Natural gas prices have slid along with oil prices specifically and commodity prices generally, helping to push El Paso Corp.'s 7% notes due 2017 down a point to 99.5.

B/E Aerospace still flies high

On the upside, a trader said that B/E Aerospace Inc.'s 8½% notes due 2018 "continues to do well. That bond has gone up every day from the 101-102 range, and now they're trading at 104."

The Wellington, Fla.-based maker of aircraft cabin components priced $600 million of the bonds at par on June 26.

Alltel bonds still alright

The trader also said that Alltel Corp. is "a name that's picked up speed," helped by the pending $28 billion acquisition of the Little Rock, Ark.-based cellular provider by Verizon Wireless.

He saw Alltel's 7% notes due 2012 rising to 103 bid, up a point from recent levels, while its 7% notes due 2016 have gone to 102, also up a point.

Assuming the transaction wins approval from U.S. regulatory authorities, the deal, first announced back in June, would make Verizon Wireless - a joint venture of New York-based Verizon Communications Inc. and Britain's Vodafone Group plc - the buyer the biggest cellular phone service in the United States, vaulting it ahead of rival AT&T Corp. The deal calls for Verizon to pay $5.9 billion for Alltel, plus assume $22.2 billion in debt.

Idearc keeps sliding

Back on the downside, a trader said that Idearc's bonds "got hit a little bit more today, which has been an ongoing saga."

He saw the Dallas-based telephone director publisher's 8% notes due 2016 "trading for the first time at or below 40. That's down another 10 points" from recent levels, "and they've hit a low of down about 20 points" from where the bonds had traded before it came out with poor second-quarter numbers last Tuesday. That had caused the bonds to slide from levels above 60 down to around a 49-50 context; while the notes picked up a point or 2 on Wednesday, moving back over the 50 mark, they gave all of that back and then some on Thursday, falling to 44, and then falling further on Friday to the lower 40s.

After trading as low as 39 and change on Monday, the trader said, "they did bounce back at the end of the day, seemingly a little bit, but they broke through 40 a few times," trading as low as 39.75 bid "in multiple, multiple millions."

Another trader saw the bonds ending at 39, calling that down a point, while at another desk, a source said they were down 1½ points on the day to close at 40.

Spring Nextel seen off

Wireless operator Sprint Nextel Corp.'s bonds were seen lower in active trading despite a lack of fresh news out about the Overland Park, Kan.-based company. A market source saw its 6% notes due 2016 easing to 83.75, while its 5.95% notes due 2014 were seen down more than a point at 75.

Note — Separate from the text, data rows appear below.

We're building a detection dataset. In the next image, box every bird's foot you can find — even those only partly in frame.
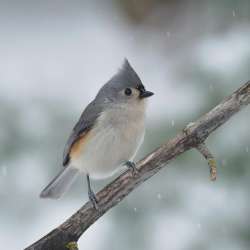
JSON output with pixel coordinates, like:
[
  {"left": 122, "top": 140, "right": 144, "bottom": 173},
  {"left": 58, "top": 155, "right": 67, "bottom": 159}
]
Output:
[
  {"left": 88, "top": 190, "right": 99, "bottom": 211},
  {"left": 125, "top": 161, "right": 139, "bottom": 177}
]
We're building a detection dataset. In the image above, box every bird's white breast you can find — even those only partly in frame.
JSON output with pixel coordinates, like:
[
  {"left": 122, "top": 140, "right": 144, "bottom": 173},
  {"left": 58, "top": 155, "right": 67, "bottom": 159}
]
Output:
[{"left": 72, "top": 101, "right": 145, "bottom": 178}]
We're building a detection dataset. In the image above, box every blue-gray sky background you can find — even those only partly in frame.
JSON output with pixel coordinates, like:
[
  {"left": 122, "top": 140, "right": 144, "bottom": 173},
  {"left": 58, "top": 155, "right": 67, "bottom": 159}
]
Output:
[{"left": 0, "top": 0, "right": 250, "bottom": 250}]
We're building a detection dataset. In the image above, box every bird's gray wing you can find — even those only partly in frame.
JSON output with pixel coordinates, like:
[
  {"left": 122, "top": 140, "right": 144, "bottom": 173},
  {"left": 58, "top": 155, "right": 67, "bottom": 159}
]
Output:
[{"left": 63, "top": 101, "right": 103, "bottom": 166}]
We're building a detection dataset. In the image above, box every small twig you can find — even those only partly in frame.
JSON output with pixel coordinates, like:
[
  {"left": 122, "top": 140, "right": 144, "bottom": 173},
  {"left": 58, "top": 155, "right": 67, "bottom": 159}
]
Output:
[
  {"left": 196, "top": 142, "right": 217, "bottom": 181},
  {"left": 66, "top": 241, "right": 78, "bottom": 250}
]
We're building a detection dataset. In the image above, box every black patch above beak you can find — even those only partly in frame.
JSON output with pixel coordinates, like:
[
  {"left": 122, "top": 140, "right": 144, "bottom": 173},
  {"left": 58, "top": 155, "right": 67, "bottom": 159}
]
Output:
[{"left": 140, "top": 90, "right": 154, "bottom": 98}]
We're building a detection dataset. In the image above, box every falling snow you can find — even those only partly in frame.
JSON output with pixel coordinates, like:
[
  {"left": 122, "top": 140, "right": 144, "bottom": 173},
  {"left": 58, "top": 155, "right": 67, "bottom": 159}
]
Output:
[
  {"left": 0, "top": 165, "right": 7, "bottom": 177},
  {"left": 209, "top": 84, "right": 214, "bottom": 92},
  {"left": 221, "top": 159, "right": 227, "bottom": 166},
  {"left": 157, "top": 193, "right": 162, "bottom": 200}
]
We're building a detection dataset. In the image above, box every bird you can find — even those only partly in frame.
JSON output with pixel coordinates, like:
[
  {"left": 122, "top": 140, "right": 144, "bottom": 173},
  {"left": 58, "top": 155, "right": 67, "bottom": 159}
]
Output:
[{"left": 40, "top": 58, "right": 154, "bottom": 209}]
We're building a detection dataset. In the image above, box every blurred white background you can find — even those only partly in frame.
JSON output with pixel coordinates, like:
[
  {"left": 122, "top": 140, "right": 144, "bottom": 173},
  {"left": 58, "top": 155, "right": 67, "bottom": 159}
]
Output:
[{"left": 0, "top": 0, "right": 250, "bottom": 250}]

The company's Sprint Capital Corp. affiliate's 6.90% notes due 2019 were seen by another market source to be marginally lower at around the 85 mark, but on fairly busy trading.

Chip report little help to tech names

High tech names were seen lower on Monday, along with most of the rest of the junk market, despite a positive report from a semiconductor industry trade group.

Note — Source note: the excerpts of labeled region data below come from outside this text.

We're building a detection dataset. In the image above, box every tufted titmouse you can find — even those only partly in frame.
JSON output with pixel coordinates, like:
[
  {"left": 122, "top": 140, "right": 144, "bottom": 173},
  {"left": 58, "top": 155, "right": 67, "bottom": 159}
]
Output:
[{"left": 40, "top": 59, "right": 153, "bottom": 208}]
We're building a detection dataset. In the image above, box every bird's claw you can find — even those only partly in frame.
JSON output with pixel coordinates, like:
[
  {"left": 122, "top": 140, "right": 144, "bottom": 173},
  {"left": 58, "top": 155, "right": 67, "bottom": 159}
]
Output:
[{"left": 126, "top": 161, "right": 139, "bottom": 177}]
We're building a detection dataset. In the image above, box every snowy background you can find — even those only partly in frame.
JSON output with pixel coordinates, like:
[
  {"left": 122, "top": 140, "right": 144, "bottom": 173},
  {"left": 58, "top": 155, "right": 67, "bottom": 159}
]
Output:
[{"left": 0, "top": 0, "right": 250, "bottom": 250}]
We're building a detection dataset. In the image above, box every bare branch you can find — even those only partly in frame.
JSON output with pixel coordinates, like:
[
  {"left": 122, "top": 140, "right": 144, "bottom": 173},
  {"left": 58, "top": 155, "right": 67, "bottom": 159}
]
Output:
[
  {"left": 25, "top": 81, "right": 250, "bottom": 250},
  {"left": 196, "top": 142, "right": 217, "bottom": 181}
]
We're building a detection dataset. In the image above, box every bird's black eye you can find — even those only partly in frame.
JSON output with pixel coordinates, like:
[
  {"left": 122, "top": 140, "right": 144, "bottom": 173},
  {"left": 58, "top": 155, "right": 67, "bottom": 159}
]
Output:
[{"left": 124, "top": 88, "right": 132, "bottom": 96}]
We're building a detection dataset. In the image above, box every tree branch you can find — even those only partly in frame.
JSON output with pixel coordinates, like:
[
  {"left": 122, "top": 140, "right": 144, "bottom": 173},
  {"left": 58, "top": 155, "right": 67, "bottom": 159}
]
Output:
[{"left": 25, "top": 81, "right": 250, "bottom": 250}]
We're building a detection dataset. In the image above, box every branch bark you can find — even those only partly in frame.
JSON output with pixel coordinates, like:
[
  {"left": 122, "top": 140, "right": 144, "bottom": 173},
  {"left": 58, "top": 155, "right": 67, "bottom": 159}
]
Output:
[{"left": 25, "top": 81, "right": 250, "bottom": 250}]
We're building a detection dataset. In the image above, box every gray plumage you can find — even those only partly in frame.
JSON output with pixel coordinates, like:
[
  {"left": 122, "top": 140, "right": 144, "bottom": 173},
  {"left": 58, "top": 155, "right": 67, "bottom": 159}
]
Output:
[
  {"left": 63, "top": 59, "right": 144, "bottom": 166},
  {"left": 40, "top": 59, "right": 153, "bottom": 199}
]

Freescale Semiconductor Ltd.'s 8 7/8% notes due 2014 were seen down more than a point at 84, and its 10 1/8% notes due 2016 were likewise easier at 80.25, while Amkor Technology Inc.'s 7¼% notes due 2013 eased to 91 bid.

The bonds got no lift from a Semiconductor Industry Association report touting the fact that worldwide chip sales rose 5.4% in first half of 2008, growing to $127.5 billion from $121 billion a year ago.

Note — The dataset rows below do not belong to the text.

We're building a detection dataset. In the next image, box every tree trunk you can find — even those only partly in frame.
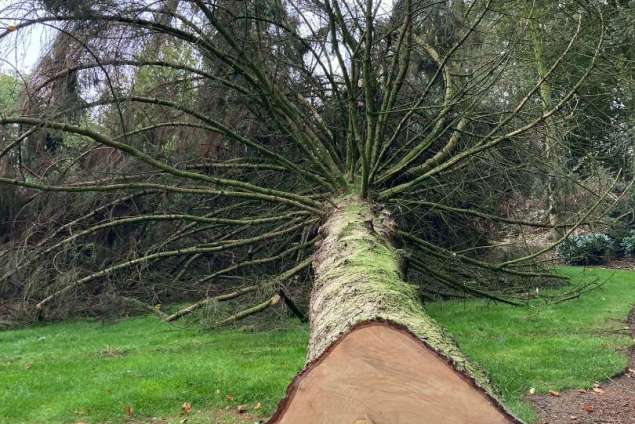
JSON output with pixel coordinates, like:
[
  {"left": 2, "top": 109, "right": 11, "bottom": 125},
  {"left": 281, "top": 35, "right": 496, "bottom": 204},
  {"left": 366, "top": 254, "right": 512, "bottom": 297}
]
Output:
[{"left": 269, "top": 195, "right": 520, "bottom": 424}]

The association said that June sales of $21.6 billion were an 8% improvement from the $20 billion year-earlier sales figure. Second-quarter sales of $64.7 billion increased sequentially by 3% over first-quarter sales of $62.8 billion. "Continuing strength in international markets, coupled with healthy demand in the U.S., helped drive higher worldwide sales of semiconductors in June," said the head of the trade group, George Scalise.